Krylov Subspace Methods for Regularized Models in Acoustic Temperature Reconstruction From Simulated and Real Measurements

In a microwave heating system, there is usually an anomaly like thermal runaway or local overheating due to the propagation characteristics of electromagnetic waves during the heating process. The anomalous situation can be coped with by analyzing the temperature information obtained from acoustic travel time tomography. The aim of the research is to investigate the possibility of applying the acoustic approach to microwave heating. When applying acoustic tomography, an ill-conditioned least-squares problem is formulated, and the problem is hard to solve for super bad condition numbers of the coefficient matrices. In computational mathematics, researchers make a lot of effort in developing Krylov subspace methods to solve ill-conditioned problems. Some existing methods show slow convergence for practical applications, which motivates us to improve one Krylov subspace method based on real cases. Our method can be treated as an application of heavy ball minimal residual (HBMR) method to regularized least-squares problems.

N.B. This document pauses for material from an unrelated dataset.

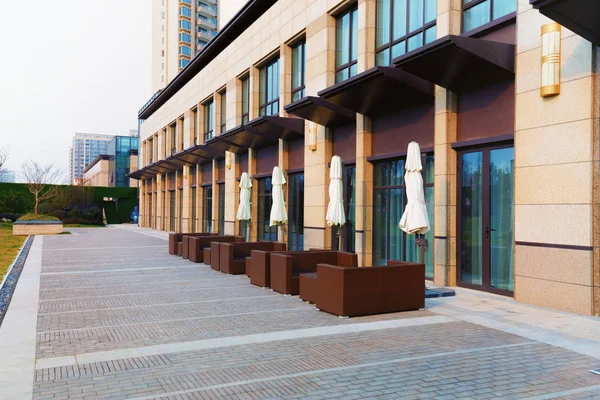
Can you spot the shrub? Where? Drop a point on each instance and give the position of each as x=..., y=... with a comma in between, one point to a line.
x=11, y=217
x=15, y=202
x=37, y=217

Based on the data collected from a measurement platform that simulates the internal circumstance of the heating system, our method is compared with certain classical Krylov subspace methods from aspects of convergence rate, reconstruction accuracy, and anti-interference capacity. Numerical experiments demonstrate a significant improvement in convergence rate on our method for regularized ill-conditioned problems. In addition, we display how to select an optimal kernel function. Details of choosing the optimal parameter are shown as well.